The more Tara uncovers about her sister’s disappearance and the dark side of the rich elite, the less certain of the truth she becomes. As Tara reaches the center of the mystery, spanning from her childhood home in Georgia to a Southern California beach, she has to decide whether the truth is a price she’s willing to pay.
My Rating:
Favorite Quotes:
I don’t seem to work and play well with others. Stupidity gets on my nerves.
Seasons change, but not in Hollywood. It’s as if time didn’t move on there, and all the plastic surgery was a desperate attempt to make sure it remained that way.
Maybe to distinguish herself from other evangelists, she made exorcisms her specialty… Whether the exorcisms worked, I couldn’t say. But they did appear to, which, in religion, is the same thing.
I am like nested Russian dolls, she thinks, each part of me inside the other, going deeper and deeper, darker and darker. Tara shivers then, and she knows the meaning of someone walking on her grave.
My Review:
This was an intense and challenging read, which was evidenced in the fact that it took me three times longer to read it than any other book of the same length as I needed to periodically put my Kindle down and seek out a pleasant distraction.

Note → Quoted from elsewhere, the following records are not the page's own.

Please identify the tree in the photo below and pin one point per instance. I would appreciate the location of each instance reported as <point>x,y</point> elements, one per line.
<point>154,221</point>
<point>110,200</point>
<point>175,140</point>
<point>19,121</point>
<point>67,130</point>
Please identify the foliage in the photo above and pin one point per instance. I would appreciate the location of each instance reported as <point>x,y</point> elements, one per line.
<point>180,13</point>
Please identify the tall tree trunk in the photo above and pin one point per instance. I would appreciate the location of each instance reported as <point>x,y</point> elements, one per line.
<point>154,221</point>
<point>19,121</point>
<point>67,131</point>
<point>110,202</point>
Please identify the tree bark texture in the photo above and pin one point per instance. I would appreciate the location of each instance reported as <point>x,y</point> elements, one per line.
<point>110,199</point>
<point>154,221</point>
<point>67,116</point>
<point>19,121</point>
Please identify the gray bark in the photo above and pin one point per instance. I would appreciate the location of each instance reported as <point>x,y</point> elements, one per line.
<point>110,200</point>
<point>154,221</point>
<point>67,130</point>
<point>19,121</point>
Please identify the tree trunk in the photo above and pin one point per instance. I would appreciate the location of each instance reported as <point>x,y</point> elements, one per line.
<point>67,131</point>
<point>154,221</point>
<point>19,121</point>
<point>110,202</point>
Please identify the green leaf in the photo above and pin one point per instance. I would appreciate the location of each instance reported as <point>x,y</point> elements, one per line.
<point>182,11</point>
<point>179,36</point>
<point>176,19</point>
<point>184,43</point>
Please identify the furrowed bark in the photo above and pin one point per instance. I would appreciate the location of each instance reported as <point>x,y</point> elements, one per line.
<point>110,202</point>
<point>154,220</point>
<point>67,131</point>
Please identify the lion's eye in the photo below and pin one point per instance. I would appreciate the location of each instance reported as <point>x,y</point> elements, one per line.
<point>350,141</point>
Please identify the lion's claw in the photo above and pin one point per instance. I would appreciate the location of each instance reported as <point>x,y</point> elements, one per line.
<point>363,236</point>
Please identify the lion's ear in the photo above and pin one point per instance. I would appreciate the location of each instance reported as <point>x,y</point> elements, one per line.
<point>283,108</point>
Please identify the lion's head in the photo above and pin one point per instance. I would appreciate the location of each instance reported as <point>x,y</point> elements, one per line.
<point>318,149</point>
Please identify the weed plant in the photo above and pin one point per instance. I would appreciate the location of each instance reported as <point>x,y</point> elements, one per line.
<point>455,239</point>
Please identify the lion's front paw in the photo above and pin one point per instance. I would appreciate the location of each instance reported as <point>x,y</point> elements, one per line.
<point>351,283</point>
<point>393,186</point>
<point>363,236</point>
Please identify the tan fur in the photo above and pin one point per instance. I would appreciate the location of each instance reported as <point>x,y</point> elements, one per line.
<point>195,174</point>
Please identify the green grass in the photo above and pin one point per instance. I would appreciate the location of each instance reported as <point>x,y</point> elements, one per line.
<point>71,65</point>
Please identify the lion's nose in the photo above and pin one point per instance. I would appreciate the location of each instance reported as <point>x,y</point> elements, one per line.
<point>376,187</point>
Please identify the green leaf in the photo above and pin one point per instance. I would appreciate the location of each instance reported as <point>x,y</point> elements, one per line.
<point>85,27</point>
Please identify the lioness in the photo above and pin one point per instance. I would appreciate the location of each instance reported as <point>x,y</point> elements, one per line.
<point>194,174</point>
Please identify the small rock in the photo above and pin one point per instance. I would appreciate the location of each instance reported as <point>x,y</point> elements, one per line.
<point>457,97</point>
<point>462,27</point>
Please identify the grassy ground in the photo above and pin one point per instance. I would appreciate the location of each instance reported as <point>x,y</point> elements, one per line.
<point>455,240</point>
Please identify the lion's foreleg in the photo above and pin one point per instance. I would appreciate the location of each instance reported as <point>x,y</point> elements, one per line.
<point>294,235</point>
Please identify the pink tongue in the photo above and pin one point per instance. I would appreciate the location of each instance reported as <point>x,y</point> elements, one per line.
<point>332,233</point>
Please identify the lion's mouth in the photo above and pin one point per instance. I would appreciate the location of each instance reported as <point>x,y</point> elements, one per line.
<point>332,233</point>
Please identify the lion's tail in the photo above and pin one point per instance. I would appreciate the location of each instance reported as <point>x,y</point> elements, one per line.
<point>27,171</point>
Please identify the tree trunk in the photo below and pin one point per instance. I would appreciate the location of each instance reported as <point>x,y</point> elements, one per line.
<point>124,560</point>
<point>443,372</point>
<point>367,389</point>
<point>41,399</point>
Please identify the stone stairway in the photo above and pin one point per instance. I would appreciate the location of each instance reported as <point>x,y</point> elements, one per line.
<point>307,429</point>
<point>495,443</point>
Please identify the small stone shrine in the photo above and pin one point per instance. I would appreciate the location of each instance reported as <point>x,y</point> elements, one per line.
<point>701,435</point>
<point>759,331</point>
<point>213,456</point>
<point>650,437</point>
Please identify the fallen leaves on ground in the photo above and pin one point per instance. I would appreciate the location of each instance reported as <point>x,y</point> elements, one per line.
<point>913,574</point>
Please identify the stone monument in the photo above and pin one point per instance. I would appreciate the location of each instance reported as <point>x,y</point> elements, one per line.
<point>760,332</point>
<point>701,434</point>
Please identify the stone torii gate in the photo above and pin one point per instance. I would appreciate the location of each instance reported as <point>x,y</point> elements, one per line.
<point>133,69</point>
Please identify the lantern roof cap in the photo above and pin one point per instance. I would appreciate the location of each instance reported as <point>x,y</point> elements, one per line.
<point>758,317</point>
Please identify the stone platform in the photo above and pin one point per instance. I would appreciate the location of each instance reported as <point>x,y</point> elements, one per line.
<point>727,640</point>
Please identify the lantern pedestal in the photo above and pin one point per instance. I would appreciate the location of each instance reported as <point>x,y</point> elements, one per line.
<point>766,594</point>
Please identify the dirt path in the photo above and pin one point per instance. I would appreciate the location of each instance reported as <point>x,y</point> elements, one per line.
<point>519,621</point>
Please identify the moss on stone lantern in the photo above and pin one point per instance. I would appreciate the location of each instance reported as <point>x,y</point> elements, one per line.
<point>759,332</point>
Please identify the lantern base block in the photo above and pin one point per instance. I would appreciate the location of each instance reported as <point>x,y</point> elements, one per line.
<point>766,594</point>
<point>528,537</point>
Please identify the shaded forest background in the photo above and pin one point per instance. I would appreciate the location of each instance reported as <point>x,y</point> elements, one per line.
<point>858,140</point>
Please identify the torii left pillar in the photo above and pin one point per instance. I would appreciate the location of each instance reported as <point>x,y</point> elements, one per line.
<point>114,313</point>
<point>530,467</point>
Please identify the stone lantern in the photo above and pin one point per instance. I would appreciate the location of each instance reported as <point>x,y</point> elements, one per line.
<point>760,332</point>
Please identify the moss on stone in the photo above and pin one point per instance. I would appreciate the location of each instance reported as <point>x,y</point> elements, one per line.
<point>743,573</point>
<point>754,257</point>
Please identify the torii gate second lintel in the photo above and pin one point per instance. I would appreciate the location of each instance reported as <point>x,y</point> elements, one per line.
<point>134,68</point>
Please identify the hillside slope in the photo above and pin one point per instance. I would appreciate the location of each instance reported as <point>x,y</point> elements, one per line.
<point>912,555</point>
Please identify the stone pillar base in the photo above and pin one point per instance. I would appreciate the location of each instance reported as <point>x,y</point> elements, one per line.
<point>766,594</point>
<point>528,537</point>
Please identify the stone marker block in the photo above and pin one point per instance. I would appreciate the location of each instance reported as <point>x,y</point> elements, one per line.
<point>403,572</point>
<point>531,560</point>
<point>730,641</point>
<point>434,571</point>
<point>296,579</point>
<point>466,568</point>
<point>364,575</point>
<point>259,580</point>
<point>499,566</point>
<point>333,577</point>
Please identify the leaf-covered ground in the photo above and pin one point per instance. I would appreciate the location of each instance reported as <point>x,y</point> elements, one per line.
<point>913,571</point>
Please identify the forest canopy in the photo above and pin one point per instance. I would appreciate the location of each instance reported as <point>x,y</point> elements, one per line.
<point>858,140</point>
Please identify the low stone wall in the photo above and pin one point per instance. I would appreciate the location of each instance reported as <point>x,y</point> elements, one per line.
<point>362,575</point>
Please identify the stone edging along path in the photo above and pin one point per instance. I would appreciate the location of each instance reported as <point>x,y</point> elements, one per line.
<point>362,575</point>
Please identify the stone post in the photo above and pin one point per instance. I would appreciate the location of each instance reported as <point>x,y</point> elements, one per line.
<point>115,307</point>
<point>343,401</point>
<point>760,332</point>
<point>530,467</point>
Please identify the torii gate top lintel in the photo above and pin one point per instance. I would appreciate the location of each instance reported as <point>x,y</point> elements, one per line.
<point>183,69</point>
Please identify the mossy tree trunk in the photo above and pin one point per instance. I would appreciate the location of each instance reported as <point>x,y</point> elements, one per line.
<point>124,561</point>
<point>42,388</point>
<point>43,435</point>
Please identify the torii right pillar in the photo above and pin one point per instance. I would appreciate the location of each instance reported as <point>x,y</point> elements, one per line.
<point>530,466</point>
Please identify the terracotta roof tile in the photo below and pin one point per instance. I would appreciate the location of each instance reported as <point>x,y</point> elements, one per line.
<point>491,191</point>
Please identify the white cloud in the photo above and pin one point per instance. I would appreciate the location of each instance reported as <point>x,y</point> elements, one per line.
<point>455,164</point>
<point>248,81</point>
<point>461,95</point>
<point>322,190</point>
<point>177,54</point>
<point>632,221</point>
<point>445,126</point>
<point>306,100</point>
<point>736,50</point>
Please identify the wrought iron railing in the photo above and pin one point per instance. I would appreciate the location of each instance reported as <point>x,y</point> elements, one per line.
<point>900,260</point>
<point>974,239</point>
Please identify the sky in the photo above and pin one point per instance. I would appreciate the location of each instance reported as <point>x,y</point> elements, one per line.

The storylines were throbbing with tension, angst, conflict, and inner turmoil; yet written with incredible insight and painful awareness.
I was intrigued and repelled Tara’s disturbing family history as her parents were odious. Her zealot mother was the worst type of loathsome hypocrite; I despised her before I even knew the half of it. All the characters, even the secondary ones, were complicated, dark, and deeply twisted, yet so compellingly written they viciously stabbed at my curiosity. Very few were even likable beings with the dog Hickory being the only one that truly was, and he didn’t fare so well.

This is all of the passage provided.